The AI kept using hardcoded pixel values like w-[321px] or text-[14px], and randomly hallucinating HEX colors like bg-[#ff0000] that weren't even in my design system.
Normally, the solution is simple: go back to the chat and say, "Fix this to match my Tailwind standards." But doing this for every component meant burning through my AI quota (and my money). My focus should be on getting the logic to work. "Grunt work" like standardizing pixels shouldn't require thinking, and it shouldn't be delegated to an expensive AI prompt. It should be handled by a local, autonomous tool.
Existing linters didn't solve these highly specific UI architectural issues out-of-the-box. So, I built my own zero-dependency autonomous gatekeeper: aura-lint.
How the Autonomous Auto-Fix Engine Works (--fix)
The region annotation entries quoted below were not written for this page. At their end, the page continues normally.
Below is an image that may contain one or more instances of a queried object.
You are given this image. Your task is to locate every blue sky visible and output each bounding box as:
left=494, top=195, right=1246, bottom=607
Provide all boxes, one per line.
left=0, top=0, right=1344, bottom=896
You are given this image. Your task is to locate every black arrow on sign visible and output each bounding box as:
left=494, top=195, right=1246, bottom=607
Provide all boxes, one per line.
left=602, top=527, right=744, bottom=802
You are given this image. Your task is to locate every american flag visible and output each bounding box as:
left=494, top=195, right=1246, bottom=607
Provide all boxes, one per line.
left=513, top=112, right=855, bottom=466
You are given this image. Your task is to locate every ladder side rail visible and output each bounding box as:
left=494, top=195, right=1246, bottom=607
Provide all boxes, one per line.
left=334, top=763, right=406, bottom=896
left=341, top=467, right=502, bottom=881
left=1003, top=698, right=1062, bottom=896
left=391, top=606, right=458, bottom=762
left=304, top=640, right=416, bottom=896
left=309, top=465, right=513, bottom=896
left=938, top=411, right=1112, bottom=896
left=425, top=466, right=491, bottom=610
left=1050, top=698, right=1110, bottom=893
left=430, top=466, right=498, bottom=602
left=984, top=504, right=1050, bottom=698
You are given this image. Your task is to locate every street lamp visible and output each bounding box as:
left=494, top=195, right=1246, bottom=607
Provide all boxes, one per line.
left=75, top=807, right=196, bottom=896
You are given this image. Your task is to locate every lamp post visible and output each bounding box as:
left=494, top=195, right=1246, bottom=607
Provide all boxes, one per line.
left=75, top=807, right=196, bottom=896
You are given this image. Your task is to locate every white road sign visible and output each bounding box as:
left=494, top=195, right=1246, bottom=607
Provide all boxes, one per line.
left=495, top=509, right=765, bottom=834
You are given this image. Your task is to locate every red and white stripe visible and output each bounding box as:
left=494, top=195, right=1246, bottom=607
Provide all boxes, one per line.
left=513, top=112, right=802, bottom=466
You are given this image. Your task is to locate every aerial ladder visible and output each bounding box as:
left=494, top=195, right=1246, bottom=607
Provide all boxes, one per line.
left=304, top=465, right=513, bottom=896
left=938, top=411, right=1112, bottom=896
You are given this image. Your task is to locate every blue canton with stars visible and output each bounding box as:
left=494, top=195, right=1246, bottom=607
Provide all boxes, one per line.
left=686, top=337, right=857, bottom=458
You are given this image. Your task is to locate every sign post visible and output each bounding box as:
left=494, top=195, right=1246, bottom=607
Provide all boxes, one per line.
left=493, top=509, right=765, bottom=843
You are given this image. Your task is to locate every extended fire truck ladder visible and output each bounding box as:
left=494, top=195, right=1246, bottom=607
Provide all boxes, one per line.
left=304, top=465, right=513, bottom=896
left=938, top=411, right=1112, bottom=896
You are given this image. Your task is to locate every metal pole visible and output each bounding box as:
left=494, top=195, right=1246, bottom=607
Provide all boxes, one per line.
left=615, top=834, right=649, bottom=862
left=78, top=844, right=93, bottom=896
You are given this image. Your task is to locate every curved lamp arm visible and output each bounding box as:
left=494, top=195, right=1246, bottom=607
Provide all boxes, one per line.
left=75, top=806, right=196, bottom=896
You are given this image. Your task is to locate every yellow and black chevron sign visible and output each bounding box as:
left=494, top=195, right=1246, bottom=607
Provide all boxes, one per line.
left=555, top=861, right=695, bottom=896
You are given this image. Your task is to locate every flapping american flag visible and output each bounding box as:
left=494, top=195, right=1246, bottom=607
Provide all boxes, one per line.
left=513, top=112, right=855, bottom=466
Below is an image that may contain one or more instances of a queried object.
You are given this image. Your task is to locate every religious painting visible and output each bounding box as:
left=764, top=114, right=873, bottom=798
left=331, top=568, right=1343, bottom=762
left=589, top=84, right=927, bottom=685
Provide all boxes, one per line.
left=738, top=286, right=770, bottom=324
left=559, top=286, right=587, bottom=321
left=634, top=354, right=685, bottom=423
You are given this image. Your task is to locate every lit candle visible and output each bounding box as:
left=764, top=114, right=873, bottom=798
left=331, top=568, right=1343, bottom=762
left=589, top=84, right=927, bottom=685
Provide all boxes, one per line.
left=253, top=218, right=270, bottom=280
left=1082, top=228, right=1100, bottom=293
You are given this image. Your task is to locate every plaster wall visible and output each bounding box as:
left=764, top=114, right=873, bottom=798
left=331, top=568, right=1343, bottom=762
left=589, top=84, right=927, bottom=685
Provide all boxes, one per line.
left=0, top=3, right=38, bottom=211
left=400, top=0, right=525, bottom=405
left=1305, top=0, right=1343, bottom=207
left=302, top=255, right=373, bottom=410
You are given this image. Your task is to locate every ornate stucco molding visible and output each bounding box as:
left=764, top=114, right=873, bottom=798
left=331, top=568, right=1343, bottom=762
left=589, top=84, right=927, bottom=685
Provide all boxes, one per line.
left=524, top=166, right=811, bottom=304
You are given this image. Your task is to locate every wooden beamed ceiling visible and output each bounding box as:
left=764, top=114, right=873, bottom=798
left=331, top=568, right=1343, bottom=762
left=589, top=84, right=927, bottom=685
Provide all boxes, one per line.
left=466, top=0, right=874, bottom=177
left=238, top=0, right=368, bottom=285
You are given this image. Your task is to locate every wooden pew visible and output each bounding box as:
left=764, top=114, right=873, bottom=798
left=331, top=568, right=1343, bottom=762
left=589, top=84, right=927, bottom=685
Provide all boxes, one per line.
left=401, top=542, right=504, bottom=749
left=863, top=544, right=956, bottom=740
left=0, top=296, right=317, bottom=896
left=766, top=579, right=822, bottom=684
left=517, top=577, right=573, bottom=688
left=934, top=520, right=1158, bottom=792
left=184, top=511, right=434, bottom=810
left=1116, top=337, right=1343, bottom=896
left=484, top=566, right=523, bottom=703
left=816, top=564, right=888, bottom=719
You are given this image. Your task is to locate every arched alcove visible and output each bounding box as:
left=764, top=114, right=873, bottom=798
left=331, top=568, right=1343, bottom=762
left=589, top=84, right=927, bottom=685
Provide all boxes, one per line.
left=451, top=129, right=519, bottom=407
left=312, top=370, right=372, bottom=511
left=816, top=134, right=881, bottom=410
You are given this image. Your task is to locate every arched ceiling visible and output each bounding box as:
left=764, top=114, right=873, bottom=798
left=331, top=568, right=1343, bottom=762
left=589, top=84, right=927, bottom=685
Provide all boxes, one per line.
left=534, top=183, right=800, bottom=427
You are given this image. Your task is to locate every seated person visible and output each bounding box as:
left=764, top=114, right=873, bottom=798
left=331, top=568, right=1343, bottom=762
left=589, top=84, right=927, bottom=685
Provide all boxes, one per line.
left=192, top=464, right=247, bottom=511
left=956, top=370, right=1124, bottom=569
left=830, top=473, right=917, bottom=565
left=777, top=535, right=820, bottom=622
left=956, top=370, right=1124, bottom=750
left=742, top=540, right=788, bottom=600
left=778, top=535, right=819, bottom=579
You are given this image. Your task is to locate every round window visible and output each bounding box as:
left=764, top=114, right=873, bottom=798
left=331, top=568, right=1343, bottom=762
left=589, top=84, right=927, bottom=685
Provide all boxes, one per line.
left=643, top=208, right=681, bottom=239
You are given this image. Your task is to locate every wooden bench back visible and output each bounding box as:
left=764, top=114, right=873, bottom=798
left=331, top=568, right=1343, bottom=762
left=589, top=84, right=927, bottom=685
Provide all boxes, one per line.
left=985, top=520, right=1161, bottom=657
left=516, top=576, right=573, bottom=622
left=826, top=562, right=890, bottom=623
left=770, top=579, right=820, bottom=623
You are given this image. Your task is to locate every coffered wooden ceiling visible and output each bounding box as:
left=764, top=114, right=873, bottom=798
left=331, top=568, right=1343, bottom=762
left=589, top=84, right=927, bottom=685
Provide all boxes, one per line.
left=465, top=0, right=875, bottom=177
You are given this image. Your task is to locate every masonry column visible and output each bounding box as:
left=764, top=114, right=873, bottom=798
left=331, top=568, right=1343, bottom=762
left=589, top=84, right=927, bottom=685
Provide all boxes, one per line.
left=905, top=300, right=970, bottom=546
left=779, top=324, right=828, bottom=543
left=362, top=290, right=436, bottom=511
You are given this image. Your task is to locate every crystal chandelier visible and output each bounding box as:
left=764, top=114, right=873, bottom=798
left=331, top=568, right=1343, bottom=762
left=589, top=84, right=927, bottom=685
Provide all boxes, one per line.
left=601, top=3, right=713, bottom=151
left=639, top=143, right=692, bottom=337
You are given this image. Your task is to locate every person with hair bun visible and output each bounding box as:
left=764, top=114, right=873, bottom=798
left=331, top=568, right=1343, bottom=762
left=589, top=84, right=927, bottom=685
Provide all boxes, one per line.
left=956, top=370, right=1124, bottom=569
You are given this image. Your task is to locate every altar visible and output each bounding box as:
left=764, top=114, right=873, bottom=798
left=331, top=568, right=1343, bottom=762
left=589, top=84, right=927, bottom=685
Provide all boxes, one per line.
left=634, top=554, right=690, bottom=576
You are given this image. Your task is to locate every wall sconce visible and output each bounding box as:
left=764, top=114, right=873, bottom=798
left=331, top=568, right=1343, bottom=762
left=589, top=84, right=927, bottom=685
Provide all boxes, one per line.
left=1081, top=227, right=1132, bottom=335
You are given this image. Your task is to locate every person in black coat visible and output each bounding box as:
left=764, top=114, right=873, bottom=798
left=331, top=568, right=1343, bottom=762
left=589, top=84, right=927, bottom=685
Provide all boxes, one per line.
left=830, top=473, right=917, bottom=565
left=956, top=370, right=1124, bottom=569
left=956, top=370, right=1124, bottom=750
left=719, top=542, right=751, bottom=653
Aura-lint doesn't just find errors and yell at you. When you run it with the --fix flag, it dives into your code and cleans up the mess left by AI (or careless developers).
For example, to solve the recurring pixel (px) issue, I wrote a formula based on Tailwind's default 4-point grid system. When the engine sees a value written in px, it runs this simple but effective math in the background:
const twClass = pxVal / 4;
if (Number.isInteger(twClass)) {
replacement = `${prefix}-${twClass}`;
} else {
replacement = `${prefix}-${Math.round(twClass)}`;
}
What does this mean?
- Did the AI write
p-[16px]? Aura-lint divides it by 4, sees it's an integer, and instantly converts it top-4. - Did the AI invent a weird value like
w-[18px]? It divides 18 by 4 (4.5), rounds it up, and standardizes it tow-5.
This ensures you never have -[px] spaghetti in your codebase; everything aligns perfectly with standard Tailwind spacing.
You Are in Control: auralint.json
When designing Aura-lint, I wanted the setup and management to be incredibly simple. You can control everything with a single auralint.json file in your project root:
{
"theme_path": "app.css",
"hex_to_tailwind_map": {},
"static_rules": {
"must_not_have": [],
"must_have": []
},
"plugin_rules": []
}
Thanks to this file, the tool reads your app.css and dynamically learns your theme's CSS variables. You can define your color transformations (hex_to_tailwind_map) and specify classes that must or must not exist in your codebase (static_rules).
Set Your Own Boundaries: The Plugin Architecture
Every project and every team has its own unique standards. That's why I didn't build Aura-lint as a closed black box, but as a fully extensible architecture.
You can write custom rules specific to your project in your plugins folder and inject them into the engine via the plugin_rules array.
In fact, I believe this is the true spirit of open source. If you write an awesome plugin that solves a common UI problem for your team, please send a Pull Request (PR) to our develop branch on GitHub. I would be thrilled to merge great solutions so everyone can benefit from them!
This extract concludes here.